Class MusicGenOptions
Configuration options for MusicGen text-to-music generation.
public class MusicGenOptions
- Inheritance
-
MusicGenOptions
- Inherited Members
Remarks
MusicGen is Meta's state-of-the-art music generation model that creates high-quality music from text descriptions. It uses a single-stage transformer language model operating over EnCodec audio codes.
For Beginners: MusicGen generates actual music from descriptions:
Example prompts:
- "Upbeat electronic dance music with heavy bass"
- "Calm acoustic guitar melody with soft drums"
- "Epic orchestral piece with dramatic strings"
- "Lo-fi hip hop beats for studying"
Tips for good prompts:
- Be specific about genre, instruments, and mood
- Include tempo hints (fast, slow, moderate)
- Mention energy level (energetic, calm, building)
Properties
CodebookSize
Gets or sets the codebook vocabulary size.
public int CodebookSize { get; set; }
Property Value
Remarks
Must match the EnCodec model configuration. Default of 2048 is standard for MusicGen.
DropoutRate
Gets or sets the dropout rate for training.
public double DropoutRate { get; set; }
Property Value
DurationSeconds
Gets or sets the default duration of generated music in seconds.
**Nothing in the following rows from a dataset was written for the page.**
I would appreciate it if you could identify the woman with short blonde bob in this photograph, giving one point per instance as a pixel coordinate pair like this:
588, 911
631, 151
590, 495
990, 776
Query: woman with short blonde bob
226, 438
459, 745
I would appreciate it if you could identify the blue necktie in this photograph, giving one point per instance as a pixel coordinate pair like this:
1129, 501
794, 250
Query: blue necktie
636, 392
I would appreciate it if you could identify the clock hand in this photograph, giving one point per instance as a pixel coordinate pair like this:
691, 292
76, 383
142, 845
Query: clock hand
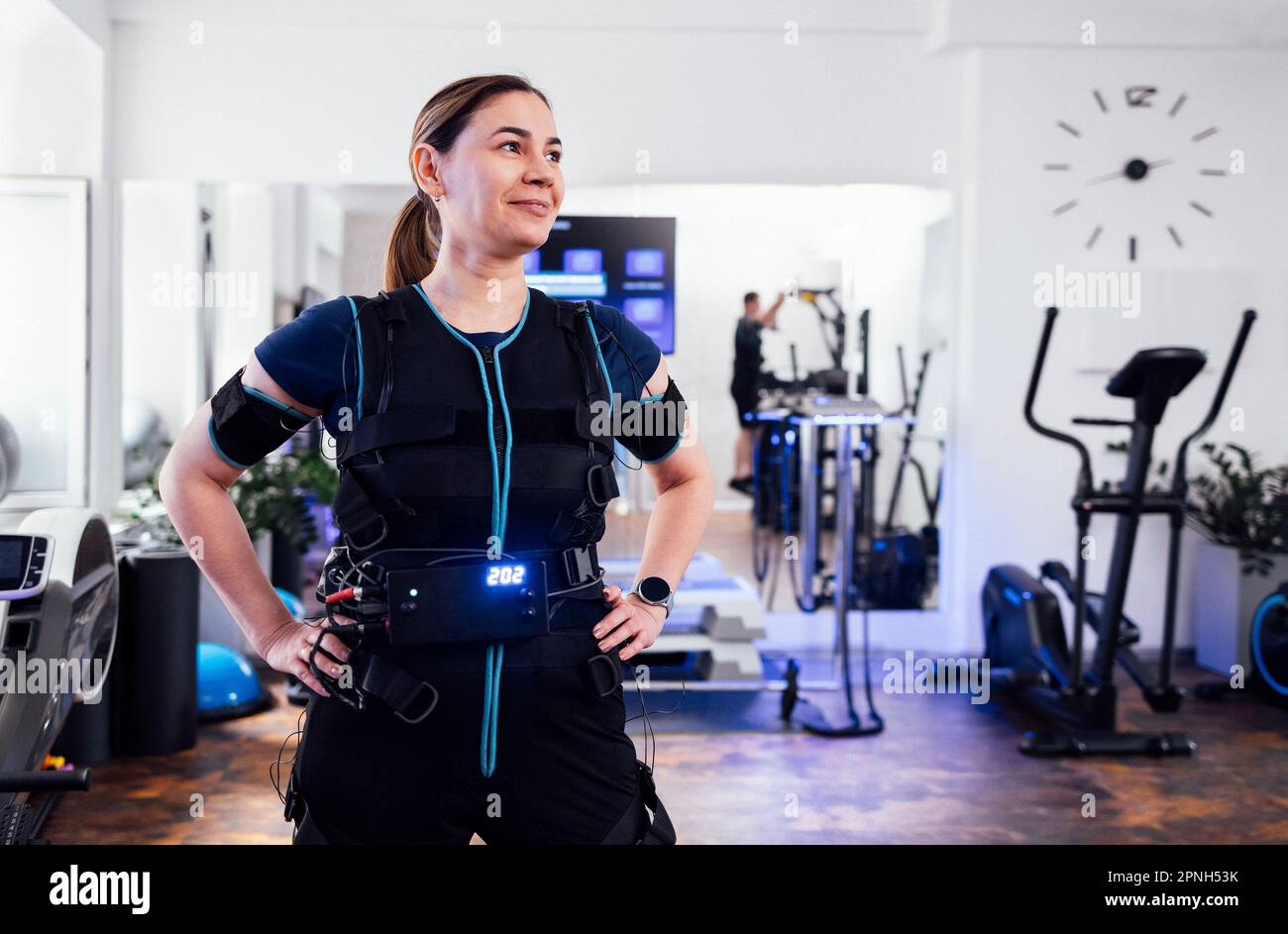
1140, 166
1106, 178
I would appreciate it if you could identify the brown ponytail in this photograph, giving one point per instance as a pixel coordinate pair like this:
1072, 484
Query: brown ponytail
417, 232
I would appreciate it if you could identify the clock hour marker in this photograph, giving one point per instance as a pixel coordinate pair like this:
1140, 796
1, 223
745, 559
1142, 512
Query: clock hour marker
1138, 95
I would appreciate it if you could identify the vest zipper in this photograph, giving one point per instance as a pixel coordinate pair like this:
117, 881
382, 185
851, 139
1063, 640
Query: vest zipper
494, 652
497, 415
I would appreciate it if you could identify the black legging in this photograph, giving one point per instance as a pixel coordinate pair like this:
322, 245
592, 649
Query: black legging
566, 770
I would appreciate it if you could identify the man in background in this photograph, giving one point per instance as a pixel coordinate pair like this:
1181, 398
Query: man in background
747, 380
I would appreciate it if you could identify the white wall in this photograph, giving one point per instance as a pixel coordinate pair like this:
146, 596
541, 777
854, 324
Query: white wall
53, 86
1012, 487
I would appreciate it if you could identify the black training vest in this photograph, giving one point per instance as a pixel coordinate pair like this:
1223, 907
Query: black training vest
452, 444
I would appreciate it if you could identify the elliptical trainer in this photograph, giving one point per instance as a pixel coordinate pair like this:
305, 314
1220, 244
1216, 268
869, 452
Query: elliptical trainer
1024, 638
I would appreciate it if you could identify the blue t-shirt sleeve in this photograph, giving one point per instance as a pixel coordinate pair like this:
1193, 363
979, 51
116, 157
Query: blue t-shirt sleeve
630, 355
314, 357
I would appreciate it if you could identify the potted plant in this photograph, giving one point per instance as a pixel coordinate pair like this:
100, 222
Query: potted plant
1241, 515
277, 496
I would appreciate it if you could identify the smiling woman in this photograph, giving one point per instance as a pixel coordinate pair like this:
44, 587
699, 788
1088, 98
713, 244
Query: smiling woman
467, 438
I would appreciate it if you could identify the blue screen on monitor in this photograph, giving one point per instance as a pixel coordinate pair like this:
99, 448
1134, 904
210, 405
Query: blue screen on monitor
627, 262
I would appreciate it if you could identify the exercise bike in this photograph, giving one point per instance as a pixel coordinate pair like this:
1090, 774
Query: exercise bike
1024, 637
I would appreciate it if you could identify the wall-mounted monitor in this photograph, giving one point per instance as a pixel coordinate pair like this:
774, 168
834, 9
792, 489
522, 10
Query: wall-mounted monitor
627, 262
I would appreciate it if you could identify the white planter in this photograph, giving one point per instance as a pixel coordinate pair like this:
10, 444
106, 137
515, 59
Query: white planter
1224, 600
215, 622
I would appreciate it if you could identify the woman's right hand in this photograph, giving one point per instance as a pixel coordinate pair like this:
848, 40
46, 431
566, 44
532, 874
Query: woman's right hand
287, 648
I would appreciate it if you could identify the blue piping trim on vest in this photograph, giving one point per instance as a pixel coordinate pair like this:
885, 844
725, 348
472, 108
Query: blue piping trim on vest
230, 462
359, 331
601, 364
494, 658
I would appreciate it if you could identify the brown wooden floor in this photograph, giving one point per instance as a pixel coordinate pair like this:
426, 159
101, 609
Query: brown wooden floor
943, 772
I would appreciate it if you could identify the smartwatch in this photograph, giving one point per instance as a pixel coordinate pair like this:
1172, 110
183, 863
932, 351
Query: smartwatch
653, 590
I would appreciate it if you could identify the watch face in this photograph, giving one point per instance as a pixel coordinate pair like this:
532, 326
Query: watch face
655, 589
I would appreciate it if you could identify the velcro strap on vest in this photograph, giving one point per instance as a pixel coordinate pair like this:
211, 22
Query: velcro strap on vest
385, 429
661, 831
462, 475
410, 697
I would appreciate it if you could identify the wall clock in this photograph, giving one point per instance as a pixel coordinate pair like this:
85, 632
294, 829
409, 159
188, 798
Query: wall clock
1117, 154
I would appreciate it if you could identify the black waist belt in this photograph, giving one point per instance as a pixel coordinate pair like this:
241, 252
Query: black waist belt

public double DurationSeconds { get; set; }
Property Value
EnCodecDecoderPath
Gets or sets the path to the EnCodec decoder ONNX model.
public string? EnCodecDecoderPath { get; set; }
Property Value
GuidanceScale
Gets or sets the classifier-free guidance scale.
public double GuidanceScale { get; set; }
Property Value
Remarks
Controls how closely the model follows the text prompt: - Low (1.0-2.0): More variation, less prompt adherence - Default (3.0): Good balance - High (4.0-7.0): Stricter prompt following, less creativity
LanguageModelPath
Gets or sets the path to the language model ONNX model.
public string? LanguageModelPath { get; set; }
Property Value
MaxDurationSeconds
Gets or sets the maximum duration in seconds.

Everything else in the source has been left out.